L’un de mes meilleurs souvenirs mémorables est sans aucun doute le mâle de plus de 62 pouces de panache que j’ai récolté à l’arc avec une séance d’appels. Cela faisait deux jours que nous étions victimes des frasques de la queue d’un ouragan. Le vent et les pluies diluviennes nous avaient grandement découragé. Un matin, à mon réveil, j’ai constaté que la forte pluie sur le toit de tôle du chalet avait incité les membres du groupe à faire la grâce matinée. J’ai quand même pris mon courage à deux mains, je me suis levé et je suis allé me doucher. En sortant de la douche, surprise, ça semblait le calme plat à l’extérieur. J’ouvre la porte et le vent et la pluie avaient disparu comme par magie. C’est alors que j’ai levé la voix vers les membres du groupe pour leur dire : « levez-vous! Le mauvais temps est fini. Il va y avoir de l’action à matin ». Ce matin-là, trois d’entre nous ont dialogué avec des mâles et moi j’ai récolté mon trophée à vie. Encore une fois, cette expérience me permet de croire que vaut mieux garder le silence pendant des conditions météorologiques défavorables et de plutôt miser sur le retour du beau temps pour effectuer des appels. 

MARCO CHABOT

L’auteur avec ses oncles Jean-Yves Pinault et Raymond Charest.
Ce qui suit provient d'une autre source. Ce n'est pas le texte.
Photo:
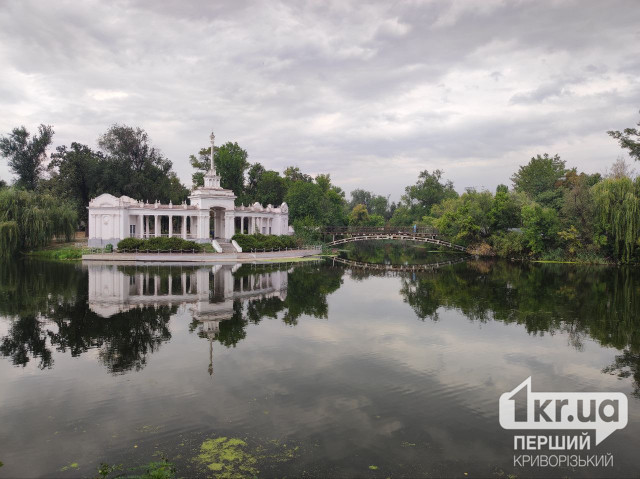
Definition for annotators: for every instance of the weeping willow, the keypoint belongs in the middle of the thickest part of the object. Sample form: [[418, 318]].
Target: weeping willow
[[618, 205], [31, 220], [8, 237]]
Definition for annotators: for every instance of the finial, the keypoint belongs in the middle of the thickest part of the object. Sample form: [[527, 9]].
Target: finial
[[212, 137]]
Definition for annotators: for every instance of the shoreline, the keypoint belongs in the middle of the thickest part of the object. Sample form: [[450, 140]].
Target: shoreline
[[199, 257]]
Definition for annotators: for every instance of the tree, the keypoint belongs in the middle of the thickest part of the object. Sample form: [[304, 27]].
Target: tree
[[578, 209], [271, 189], [539, 177], [305, 200], [359, 216], [621, 169], [505, 210], [375, 204], [131, 146], [540, 227], [76, 175], [29, 219], [231, 163], [134, 168], [617, 203], [293, 173], [464, 219], [26, 154], [418, 199], [253, 177], [629, 139]]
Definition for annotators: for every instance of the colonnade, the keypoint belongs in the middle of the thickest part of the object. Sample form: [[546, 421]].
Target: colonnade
[[255, 224], [187, 227]]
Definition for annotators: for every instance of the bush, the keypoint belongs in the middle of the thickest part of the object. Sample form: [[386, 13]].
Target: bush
[[130, 243], [481, 249], [259, 241], [159, 243], [509, 245]]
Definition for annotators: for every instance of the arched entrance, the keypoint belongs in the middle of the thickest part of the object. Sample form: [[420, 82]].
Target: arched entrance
[[216, 222]]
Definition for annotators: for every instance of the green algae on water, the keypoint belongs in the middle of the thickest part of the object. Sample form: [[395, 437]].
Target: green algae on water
[[227, 458]]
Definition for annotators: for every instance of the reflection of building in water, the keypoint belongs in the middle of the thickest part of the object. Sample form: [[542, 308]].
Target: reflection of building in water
[[209, 291]]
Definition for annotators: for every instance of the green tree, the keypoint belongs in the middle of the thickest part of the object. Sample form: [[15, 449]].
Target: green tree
[[293, 173], [231, 163], [31, 220], [629, 139], [26, 154], [418, 199], [359, 216], [375, 204], [464, 219], [305, 200], [505, 210], [540, 227], [76, 175], [578, 209], [271, 189], [539, 178], [134, 168], [253, 177], [617, 203]]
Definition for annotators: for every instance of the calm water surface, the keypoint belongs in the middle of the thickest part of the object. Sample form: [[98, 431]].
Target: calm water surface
[[319, 369]]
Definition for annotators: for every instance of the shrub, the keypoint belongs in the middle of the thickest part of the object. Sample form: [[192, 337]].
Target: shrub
[[130, 243], [481, 249], [259, 241], [509, 245], [159, 243]]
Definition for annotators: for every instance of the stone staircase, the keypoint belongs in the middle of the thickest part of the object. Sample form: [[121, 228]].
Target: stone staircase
[[227, 247]]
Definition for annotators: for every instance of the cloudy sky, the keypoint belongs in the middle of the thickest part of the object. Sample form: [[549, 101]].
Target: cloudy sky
[[371, 93]]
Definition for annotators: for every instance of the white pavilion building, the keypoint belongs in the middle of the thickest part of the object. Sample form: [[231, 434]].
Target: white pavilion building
[[211, 214]]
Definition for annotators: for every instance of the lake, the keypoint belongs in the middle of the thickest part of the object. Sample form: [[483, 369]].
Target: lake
[[305, 369]]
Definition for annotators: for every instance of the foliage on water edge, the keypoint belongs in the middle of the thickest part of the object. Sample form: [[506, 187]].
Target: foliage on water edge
[[233, 458], [162, 469], [227, 458]]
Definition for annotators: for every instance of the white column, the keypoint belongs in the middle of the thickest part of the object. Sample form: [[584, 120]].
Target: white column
[[229, 224]]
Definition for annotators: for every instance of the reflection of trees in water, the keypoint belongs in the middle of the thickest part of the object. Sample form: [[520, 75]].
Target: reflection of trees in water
[[602, 303], [308, 286], [26, 339], [393, 252], [48, 305]]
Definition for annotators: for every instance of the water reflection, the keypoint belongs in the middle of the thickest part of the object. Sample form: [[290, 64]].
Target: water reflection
[[403, 372], [64, 307], [124, 311]]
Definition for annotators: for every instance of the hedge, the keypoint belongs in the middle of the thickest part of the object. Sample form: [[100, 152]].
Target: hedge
[[259, 241], [159, 243]]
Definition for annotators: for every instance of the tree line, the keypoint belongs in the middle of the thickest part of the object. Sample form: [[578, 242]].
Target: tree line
[[550, 212]]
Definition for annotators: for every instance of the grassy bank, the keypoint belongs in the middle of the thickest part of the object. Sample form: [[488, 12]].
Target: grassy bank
[[60, 252]]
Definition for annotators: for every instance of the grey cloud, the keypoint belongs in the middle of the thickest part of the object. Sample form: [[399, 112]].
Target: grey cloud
[[332, 86]]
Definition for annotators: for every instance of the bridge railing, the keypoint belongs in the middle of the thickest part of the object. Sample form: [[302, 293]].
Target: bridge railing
[[421, 230]]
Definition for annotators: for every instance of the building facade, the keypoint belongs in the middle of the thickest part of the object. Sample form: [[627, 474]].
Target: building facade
[[211, 214]]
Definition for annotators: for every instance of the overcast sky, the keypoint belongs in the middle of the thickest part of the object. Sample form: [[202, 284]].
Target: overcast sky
[[371, 93]]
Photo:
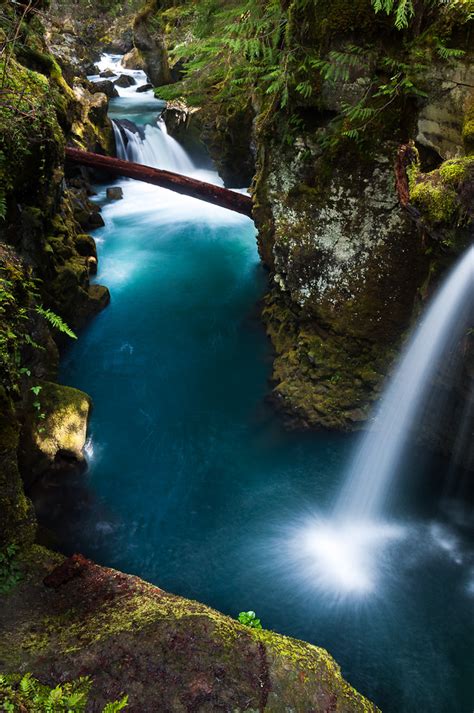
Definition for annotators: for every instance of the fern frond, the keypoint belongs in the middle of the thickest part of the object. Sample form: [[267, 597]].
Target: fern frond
[[55, 321]]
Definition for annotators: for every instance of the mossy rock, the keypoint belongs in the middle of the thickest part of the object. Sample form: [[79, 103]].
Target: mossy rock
[[165, 652], [16, 511], [55, 429]]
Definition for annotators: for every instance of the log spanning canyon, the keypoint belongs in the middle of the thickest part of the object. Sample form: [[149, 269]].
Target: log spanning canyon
[[222, 197]]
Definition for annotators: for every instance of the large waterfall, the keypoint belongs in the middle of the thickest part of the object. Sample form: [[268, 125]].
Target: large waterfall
[[347, 552], [374, 467]]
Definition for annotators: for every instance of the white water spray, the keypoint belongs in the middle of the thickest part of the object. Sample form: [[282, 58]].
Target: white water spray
[[348, 554], [153, 147], [373, 471]]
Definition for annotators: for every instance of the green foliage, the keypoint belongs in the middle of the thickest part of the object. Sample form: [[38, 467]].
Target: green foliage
[[239, 47], [10, 573], [55, 321], [403, 10], [18, 295], [276, 53], [25, 693], [250, 619]]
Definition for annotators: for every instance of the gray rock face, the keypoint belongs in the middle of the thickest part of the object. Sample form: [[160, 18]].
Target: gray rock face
[[151, 47], [346, 265], [134, 60], [106, 87], [115, 193], [440, 120]]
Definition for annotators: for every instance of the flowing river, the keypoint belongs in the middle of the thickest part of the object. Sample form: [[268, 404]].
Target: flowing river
[[193, 483]]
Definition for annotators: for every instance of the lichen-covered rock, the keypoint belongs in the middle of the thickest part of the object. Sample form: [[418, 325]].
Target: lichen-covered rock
[[346, 264], [54, 433], [440, 121], [165, 652], [134, 60]]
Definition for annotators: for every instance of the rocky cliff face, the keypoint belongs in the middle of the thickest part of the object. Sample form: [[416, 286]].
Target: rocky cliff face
[[45, 256], [349, 265]]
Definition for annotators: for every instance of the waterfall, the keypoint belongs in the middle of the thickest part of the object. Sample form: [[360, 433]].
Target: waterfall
[[372, 472], [154, 147]]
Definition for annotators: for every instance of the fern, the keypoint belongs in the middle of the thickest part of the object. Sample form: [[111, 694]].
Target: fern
[[116, 706], [26, 693], [55, 321], [403, 10]]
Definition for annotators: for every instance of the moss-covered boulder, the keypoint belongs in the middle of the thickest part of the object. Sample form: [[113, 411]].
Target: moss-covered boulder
[[16, 511], [54, 433], [70, 618]]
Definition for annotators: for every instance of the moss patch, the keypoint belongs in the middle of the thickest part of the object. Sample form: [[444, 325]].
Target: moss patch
[[164, 651]]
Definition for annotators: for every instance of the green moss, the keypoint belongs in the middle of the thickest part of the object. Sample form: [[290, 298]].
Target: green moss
[[468, 128], [436, 202], [456, 170]]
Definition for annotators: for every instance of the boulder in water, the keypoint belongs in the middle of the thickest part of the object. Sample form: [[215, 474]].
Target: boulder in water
[[107, 74], [144, 88], [105, 87], [54, 434], [114, 193], [134, 60], [124, 81], [203, 658]]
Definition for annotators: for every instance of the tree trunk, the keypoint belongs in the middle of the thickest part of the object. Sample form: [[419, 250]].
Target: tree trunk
[[165, 179]]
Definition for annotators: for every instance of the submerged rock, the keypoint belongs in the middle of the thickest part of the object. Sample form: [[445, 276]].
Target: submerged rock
[[134, 60], [114, 193], [125, 80], [165, 652]]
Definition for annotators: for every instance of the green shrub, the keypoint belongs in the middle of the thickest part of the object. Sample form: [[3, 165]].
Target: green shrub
[[250, 619], [25, 693]]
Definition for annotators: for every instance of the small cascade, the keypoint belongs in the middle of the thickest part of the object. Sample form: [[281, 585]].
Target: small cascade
[[153, 147], [374, 467]]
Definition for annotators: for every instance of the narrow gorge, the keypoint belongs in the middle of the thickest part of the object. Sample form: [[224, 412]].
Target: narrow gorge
[[210, 423]]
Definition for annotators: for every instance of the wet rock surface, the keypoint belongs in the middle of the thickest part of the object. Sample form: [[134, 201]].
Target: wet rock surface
[[72, 617]]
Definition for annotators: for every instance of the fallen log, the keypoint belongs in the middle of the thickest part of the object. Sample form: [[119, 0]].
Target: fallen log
[[222, 197]]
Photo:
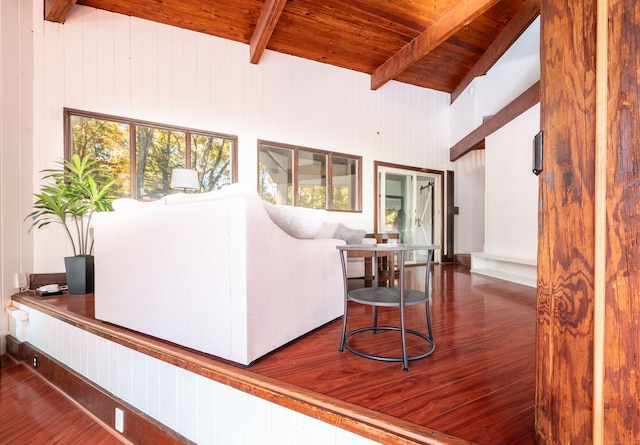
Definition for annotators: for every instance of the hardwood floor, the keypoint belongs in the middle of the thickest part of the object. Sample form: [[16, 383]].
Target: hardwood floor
[[478, 384], [33, 412]]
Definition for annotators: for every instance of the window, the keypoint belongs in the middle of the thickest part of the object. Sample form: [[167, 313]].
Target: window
[[308, 178], [141, 155]]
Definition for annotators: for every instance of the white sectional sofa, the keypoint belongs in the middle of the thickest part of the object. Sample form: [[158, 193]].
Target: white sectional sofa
[[214, 273]]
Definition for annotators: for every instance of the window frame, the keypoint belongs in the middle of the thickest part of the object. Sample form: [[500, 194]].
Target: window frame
[[330, 155], [133, 124]]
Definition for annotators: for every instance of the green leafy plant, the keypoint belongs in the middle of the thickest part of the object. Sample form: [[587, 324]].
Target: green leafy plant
[[71, 195]]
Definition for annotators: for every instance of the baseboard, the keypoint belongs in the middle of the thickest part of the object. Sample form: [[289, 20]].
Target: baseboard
[[463, 258], [515, 269], [139, 428]]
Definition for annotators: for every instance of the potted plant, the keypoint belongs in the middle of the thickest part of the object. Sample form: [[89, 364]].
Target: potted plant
[[71, 195]]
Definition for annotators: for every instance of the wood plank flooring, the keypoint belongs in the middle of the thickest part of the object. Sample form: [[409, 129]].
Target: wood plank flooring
[[33, 412], [478, 384]]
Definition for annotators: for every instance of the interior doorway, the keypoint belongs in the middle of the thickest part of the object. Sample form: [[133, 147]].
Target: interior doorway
[[409, 201]]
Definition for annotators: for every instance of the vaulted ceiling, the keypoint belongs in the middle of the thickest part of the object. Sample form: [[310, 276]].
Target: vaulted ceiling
[[437, 44]]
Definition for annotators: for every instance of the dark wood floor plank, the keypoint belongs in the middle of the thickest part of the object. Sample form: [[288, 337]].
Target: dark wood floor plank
[[478, 384], [33, 412]]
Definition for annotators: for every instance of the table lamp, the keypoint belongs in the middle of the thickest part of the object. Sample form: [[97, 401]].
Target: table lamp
[[185, 179]]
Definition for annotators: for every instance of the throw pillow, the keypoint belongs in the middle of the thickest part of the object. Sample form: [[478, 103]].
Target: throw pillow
[[299, 222]]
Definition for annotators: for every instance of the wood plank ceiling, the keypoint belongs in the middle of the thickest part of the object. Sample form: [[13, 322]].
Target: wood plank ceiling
[[436, 44]]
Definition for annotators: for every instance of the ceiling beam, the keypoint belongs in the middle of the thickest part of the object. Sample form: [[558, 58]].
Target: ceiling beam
[[516, 26], [57, 10], [475, 139], [449, 24], [266, 25]]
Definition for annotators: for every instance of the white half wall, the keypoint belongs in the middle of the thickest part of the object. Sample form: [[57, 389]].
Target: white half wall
[[16, 110]]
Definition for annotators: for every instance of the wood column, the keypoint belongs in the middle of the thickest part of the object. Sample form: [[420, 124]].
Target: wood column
[[569, 220]]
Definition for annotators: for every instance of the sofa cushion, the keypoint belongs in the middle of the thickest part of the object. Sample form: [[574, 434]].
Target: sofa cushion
[[229, 191], [351, 236], [130, 204], [299, 222]]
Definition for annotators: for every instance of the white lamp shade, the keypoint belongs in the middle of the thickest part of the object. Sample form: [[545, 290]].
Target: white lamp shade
[[183, 178]]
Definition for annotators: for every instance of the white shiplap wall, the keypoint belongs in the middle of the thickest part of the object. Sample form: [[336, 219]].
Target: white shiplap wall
[[200, 409], [114, 64]]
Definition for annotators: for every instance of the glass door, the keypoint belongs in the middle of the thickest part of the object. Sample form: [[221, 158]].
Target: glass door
[[410, 205]]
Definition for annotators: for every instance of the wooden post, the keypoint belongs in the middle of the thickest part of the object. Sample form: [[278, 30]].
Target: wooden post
[[588, 338]]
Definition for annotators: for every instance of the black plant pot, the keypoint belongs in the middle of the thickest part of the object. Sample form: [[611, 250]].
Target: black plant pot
[[79, 274]]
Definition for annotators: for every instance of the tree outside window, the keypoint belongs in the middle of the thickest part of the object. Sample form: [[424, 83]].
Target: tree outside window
[[308, 178], [141, 155]]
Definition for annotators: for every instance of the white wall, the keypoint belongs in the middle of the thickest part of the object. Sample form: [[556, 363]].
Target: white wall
[[511, 224], [479, 174], [15, 147], [114, 64], [202, 410]]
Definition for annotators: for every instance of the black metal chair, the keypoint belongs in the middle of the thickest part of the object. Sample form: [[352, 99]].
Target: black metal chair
[[397, 296]]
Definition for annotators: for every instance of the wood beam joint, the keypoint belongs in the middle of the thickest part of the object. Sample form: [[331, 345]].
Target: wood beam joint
[[449, 24], [475, 139], [514, 29], [267, 22], [57, 10]]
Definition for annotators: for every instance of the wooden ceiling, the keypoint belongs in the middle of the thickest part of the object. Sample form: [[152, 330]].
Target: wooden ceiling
[[437, 44]]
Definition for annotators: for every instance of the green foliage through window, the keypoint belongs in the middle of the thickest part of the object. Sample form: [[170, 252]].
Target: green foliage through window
[[140, 156], [308, 178]]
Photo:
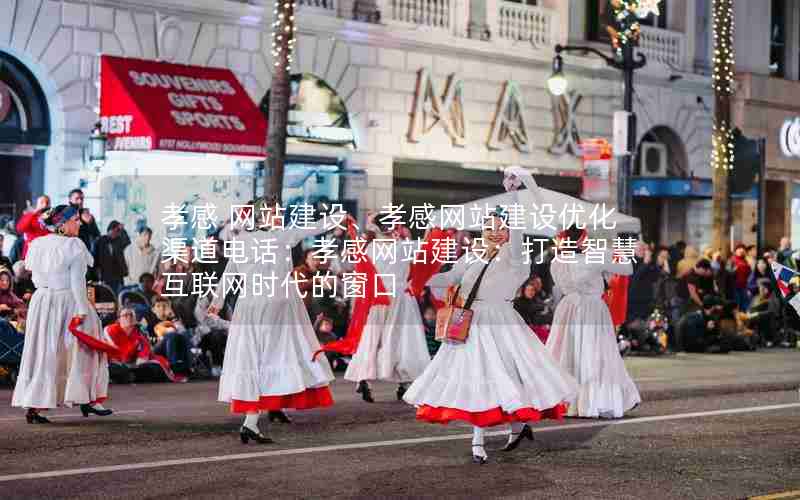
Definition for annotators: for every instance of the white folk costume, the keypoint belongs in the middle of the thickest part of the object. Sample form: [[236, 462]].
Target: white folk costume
[[268, 363], [57, 369], [501, 374], [392, 346], [583, 342]]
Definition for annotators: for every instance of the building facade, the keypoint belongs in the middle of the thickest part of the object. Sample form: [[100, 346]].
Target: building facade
[[439, 95]]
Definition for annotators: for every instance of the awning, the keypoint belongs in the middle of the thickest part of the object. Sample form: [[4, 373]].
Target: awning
[[149, 105], [678, 188]]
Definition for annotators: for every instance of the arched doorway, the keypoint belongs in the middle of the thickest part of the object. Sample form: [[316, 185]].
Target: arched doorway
[[661, 158], [24, 135]]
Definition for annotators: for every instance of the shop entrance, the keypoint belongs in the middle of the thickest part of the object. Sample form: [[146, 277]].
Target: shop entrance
[[24, 135]]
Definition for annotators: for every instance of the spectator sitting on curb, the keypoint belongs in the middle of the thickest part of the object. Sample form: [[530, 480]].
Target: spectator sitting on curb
[[135, 360], [699, 332]]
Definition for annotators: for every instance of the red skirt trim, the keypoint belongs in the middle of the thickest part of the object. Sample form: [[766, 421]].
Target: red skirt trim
[[488, 418], [306, 400]]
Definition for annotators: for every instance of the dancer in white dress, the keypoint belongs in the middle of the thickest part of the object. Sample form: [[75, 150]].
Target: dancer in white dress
[[268, 363], [502, 374], [582, 338], [392, 346], [57, 369]]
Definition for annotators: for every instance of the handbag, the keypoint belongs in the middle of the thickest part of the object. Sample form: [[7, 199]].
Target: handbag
[[452, 320]]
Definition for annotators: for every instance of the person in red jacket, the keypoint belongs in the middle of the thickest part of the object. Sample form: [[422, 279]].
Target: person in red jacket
[[30, 225], [134, 353], [741, 271]]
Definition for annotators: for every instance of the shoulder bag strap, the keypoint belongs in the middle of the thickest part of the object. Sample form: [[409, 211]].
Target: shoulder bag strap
[[474, 292]]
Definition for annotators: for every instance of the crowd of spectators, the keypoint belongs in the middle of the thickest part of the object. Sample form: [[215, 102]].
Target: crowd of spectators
[[714, 304]]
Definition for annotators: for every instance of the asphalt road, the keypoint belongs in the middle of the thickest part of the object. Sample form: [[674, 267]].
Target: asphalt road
[[173, 441]]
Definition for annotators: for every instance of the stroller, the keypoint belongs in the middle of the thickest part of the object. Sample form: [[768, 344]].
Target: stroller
[[11, 342], [136, 300]]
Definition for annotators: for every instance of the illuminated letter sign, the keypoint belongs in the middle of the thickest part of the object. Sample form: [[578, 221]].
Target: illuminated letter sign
[[429, 109]]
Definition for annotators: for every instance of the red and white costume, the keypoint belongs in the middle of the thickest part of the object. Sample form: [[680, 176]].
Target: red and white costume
[[502, 374], [61, 366], [269, 363], [386, 336], [582, 339]]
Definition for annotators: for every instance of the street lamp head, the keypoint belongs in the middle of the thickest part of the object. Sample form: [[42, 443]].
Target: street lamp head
[[97, 147], [557, 84]]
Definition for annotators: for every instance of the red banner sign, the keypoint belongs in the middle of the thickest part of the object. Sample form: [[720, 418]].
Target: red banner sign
[[149, 105], [596, 170]]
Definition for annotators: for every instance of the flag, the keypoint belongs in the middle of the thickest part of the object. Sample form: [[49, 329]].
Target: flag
[[783, 275]]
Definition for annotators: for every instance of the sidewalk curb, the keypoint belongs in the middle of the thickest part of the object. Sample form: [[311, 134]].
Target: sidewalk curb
[[718, 390]]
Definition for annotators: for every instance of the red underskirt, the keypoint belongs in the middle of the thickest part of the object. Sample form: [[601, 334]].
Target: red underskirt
[[306, 400], [488, 418]]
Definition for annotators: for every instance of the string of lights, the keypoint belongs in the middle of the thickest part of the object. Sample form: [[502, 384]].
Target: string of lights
[[283, 33], [722, 140]]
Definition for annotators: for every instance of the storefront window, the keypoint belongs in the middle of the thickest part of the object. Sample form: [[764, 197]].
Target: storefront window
[[777, 39]]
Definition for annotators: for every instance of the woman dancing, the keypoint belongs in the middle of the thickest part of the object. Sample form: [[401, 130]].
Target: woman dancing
[[392, 344], [268, 362], [57, 368], [582, 338], [502, 374]]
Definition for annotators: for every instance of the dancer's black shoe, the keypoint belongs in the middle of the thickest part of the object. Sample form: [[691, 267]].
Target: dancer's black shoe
[[33, 417], [365, 391], [246, 434], [526, 432], [87, 409], [280, 417], [478, 459]]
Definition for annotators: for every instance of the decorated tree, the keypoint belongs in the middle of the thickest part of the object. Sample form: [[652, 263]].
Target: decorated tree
[[722, 158], [283, 38]]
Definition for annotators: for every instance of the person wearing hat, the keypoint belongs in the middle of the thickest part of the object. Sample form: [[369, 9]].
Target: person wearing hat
[[269, 364], [110, 258], [582, 338], [764, 313], [698, 331], [57, 369], [501, 374]]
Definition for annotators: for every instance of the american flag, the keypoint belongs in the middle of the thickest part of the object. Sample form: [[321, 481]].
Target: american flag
[[783, 275]]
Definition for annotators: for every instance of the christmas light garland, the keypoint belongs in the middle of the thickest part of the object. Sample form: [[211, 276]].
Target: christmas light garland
[[723, 59], [722, 141], [283, 27], [722, 145], [625, 26]]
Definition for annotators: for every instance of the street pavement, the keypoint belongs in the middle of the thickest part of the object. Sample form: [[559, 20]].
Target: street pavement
[[710, 426]]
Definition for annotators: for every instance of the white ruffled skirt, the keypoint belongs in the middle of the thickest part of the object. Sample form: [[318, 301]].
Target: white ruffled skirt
[[501, 374], [392, 347], [583, 342], [56, 370], [269, 359]]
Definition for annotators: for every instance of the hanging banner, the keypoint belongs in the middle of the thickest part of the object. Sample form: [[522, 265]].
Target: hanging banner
[[596, 170], [149, 105]]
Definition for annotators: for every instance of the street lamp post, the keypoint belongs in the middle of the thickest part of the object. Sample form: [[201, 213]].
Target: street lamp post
[[628, 62]]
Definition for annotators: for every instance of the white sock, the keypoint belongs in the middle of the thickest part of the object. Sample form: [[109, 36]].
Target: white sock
[[251, 422], [516, 428], [477, 442]]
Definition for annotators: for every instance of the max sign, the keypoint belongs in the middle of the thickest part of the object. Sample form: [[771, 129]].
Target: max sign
[[790, 138]]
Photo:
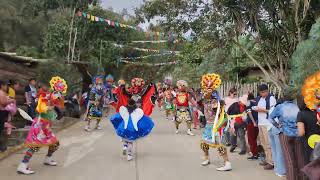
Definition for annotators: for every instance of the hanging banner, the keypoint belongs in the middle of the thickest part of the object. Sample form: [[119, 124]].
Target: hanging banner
[[115, 23], [150, 64]]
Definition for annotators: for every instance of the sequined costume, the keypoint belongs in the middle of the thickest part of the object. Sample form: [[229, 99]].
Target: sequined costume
[[134, 107], [109, 98], [182, 111], [216, 121], [40, 133]]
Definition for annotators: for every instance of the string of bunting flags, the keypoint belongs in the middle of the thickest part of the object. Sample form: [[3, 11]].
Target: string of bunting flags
[[150, 64], [115, 24], [149, 50]]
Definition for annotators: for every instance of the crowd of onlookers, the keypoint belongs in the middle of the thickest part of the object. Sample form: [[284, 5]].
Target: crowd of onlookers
[[273, 131]]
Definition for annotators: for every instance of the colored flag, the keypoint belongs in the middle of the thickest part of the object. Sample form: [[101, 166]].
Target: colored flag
[[93, 18]]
Ce gros mâle a été récolté le lendemain matin après deux jours de mauvaises conditions climatiques.

Conclusion

Réaliser des appels d’orignaux est une excellente technique pour augmenter ses chances de succès. L’envers de la médaille c’est que presque tout le monde effectue des appels. Ce qui accentue la pression de chasse sur le gibier. Ainsi, les orignaux sont de plus en plus familiers avec les imitations allant même jusqu’à fuir l’endroit où le chasseur effectue ses appels ou à ne pas s’y intéresser du tout. Le chasseur qui désire s’adapter à ce défi a tout intérêt à utiliser l’appel avec parcimonie en intégrant des moments de silence dans sa routine. Le fait de conserver des périodes de silence augmente le réalisme par rapport à ce que l’on peut entendre naturellement dans la forêt. De fait, une journée typique dans la vie d’un orignal est jonchée de plusieurs périodes où il garde lui-même le silence. Ainsi, utiliser les appels dans les moments stratégiques et opter pour le silence dans les moments opportuns, dans des endroits précis, dans des contextes de chasse spécifiques et dans des conditions météorologiques favorables augmentent les chances du chasseur d’avoir du succès. Par ailleurs, en adoptant cette stratégie, j’aime aussi croire que les orignaux du coin recevront moins de stimuli sonores et ainsi, peut-être, seront-ils moins méfiants lors de nos prochaines séances d’appel.